Joost’s back was not nearly so bowed as when he was mounted, yet he still slumped badly. Working the plumed hat in his hands, he slouched against the doorframe and attempted an explanation. “Van Brunt,” he began, but was cut off by the officious agent, who laid out the patroon’s case against Harmanus’ sad and solitary heir as if he were pleading before a court of the accused’s peers (though of course there was neither need nor precedent for such a court, as the patroon was judge, jury and prosecutor on his own lands, and paid the schout and hangman to take care of the rest). He ended, having in the process managed to edge closer to the hearth and its paradisaic aromas, by attesting that they’d followed the malefactor’s trail right on up to the goude vrouw’s doorstep.

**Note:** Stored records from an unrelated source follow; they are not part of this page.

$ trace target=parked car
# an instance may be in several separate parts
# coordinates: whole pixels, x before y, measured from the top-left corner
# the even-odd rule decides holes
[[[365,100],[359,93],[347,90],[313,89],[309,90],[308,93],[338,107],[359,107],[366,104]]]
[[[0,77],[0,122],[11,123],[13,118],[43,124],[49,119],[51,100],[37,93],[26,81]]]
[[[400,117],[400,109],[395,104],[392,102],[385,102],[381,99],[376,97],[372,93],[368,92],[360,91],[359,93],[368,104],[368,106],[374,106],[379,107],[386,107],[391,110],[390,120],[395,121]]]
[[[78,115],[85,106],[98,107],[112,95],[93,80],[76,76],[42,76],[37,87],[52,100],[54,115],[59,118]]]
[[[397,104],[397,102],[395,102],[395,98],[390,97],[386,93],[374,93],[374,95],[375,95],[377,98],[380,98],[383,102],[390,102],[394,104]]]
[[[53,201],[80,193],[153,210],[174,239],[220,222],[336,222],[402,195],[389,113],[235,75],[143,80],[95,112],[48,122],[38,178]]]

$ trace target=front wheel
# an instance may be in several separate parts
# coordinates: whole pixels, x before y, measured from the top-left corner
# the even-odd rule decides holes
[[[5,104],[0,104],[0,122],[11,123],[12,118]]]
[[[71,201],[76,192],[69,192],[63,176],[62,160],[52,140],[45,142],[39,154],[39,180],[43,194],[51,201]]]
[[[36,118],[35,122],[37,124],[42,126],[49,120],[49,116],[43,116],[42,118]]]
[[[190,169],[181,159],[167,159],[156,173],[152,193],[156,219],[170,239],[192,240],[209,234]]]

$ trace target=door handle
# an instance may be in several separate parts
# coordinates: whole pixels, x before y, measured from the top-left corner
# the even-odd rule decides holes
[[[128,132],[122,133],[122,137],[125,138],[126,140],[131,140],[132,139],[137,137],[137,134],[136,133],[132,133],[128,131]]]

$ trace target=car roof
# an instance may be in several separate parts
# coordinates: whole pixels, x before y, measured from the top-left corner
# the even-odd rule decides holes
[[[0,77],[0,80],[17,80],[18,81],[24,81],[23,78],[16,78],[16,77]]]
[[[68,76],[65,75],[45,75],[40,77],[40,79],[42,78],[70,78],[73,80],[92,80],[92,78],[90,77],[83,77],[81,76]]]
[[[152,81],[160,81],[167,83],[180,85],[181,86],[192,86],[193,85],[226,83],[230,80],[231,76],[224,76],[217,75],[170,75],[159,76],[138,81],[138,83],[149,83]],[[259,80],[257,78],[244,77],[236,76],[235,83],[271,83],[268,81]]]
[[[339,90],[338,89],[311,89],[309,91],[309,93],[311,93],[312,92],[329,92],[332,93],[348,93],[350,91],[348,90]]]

Meintje waited until he’d finished and then she plucked a wooden spoon from the cupboard and began to curse him — curse them—Joost, to his horror, equally indicted in her wrath. They were the criminals — no, worse, they were fiends, cloven-hoofed duyvils, followers of Beelzebub and his unholy tribe. How could they even think to hound the poor orphaned child from the only home he knew? How could they? Were they Christians? Were they men? Human beings even? For a full five minutes Meintje excoriated them, all the while brandishing the wooden spoon like the sword of righteousness. With each emphatic gesture she backed the agent up till he’d given over his hard-won place at the hearth and found himself pressing his buttocks to the cold unyielding planks of the door as if he would melt into them, while Joost slumped so low in shame and mortification he could have unbuckled his boots with his teeth.